Step 3: Create a Project in Cloud Pak for Data

Once the Database is ready, we will start using the database in our Cloud Pak for Data.

Create a Project in Cloud Pak for Data choose an Empty Project.

Once The Project is Created you will see the below page.

Step 4: Add Db2 connection to the project

Now that we have created a project, we will start adding components to our project. We will start by adding Db2 Connection to our project first.

Click on Add to Project and select Connection. If you have followed step 2 select Db2 from the list and add the credentials of your provisioned Db2 Instance. If you have a different database then you can select that and fill in the credentials.

After filling the credentials click on Test Connection to make sure you have entered correct credentials. Finally select Create.

NOTE: The Database Credentials will be provided by your Database administrator. If you have provisioned a Db2 instance on Cloud Pak for Data then you can follow the steps here to get the credentials.

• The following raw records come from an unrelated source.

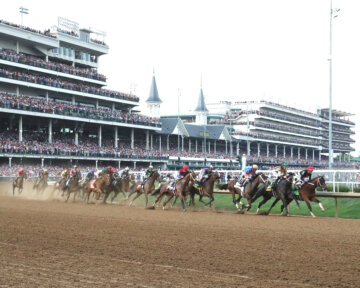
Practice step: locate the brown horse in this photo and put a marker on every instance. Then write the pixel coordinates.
(249, 190)
(41, 184)
(307, 193)
(97, 186)
(19, 183)
(207, 189)
(146, 189)
(181, 190)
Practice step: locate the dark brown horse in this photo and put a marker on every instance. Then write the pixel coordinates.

Step 5: Add Data Refinery to the project and perform Data Engineering Operations

5.1 Add Data Refinery to the project

We will add Data Refinery Flow in the similar way.

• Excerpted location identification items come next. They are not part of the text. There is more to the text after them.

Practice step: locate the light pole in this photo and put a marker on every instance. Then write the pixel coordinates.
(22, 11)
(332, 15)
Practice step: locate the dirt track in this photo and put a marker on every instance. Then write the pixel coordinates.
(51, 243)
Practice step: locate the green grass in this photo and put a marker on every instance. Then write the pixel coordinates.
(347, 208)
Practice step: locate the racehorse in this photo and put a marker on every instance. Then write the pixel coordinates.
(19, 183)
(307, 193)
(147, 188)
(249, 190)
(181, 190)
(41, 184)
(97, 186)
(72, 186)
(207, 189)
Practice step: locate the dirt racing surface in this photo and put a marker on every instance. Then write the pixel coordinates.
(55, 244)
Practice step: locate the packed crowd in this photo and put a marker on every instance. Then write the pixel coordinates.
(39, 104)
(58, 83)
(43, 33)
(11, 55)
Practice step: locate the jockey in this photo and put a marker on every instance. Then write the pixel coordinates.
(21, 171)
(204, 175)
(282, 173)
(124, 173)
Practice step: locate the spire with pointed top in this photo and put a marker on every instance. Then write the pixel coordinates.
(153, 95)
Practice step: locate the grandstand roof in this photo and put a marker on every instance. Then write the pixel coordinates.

Click on Add to Project and select Data Refinery Flow.

Under Assets click on Connections and then click on the connection that you created in step 4, click on the schema of your Database and select the table ORDERS and finally click on ADD.

You will now see the Data Refinery Dashboard.

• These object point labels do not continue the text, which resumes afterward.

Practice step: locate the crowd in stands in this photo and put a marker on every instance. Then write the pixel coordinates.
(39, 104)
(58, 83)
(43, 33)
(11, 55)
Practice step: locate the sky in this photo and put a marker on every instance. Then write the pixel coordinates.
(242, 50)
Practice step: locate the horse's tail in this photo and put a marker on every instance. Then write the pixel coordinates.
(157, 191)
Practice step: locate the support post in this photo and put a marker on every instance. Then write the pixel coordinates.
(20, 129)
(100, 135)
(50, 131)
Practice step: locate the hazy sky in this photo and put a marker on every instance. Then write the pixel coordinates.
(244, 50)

5.2 Perform Data Engineering Operations

5.2.1 We will be performing the Join in this tutorial. Click on Operation on the top left and click on Join.

5.2.2 Select the Inner Join and add the second dataset from our db2 by clicking the button shown.

5.2.3 We will first join the ORDERS table with ORDERITEMS table from db2. Under Assets click on Connections and then click on the connection that you created in step 4, click on the schema of your Database and select the table ORDERITEMS and finally click on APPLY.

5.2.4 Select the JOIN KEYS for ORDERS and ORDERITEMS as order_id and click NEXT.

5.2.5 Click on APPLY to apply the Join Operation.

Repeat the steps 5.2.1 to step 5.2.5 to keep joining data to the original by product id and seller id.
Select the JOIN KEYS for ORDERS and PRODUCTS as product_id.

Select the JOIN KEYS for ORDERS and SELLERS as seller_id.

Step 6: Save the Enhanced Dataset to a table in Db2 and Run the Job

Once the operations are performed its time to save the result in a table. By Default the resulting table will be saved as a .csv file in the project but we will change the output path to the Db2 database.

6.1 Save the Enhanced Dataset to a table in Db2

Click on the Edit button on the top right as shown.

Then click on the Pencil button as shown.

Click on Change Location, under Assets click on Connections and then click on the connection that you created in step 4, click on the schema of your Database and finally click on SAVE LOCATION.

Name the Dataset DERIVEDDATA and click on done.

NOTE: Use Uppercase naming only, as Db2 stores in Uppercase.

6.2 Run the Data Refinery Job

Click on the Save and create a Job as shown.

Give a name to the Job and finally click on Create and Run.

The Job will start running and it will take approximately 4-5min to complete.

Once The Job Status becomes Completed, you can check your database to see a new table with a name four_tables_merged with the result.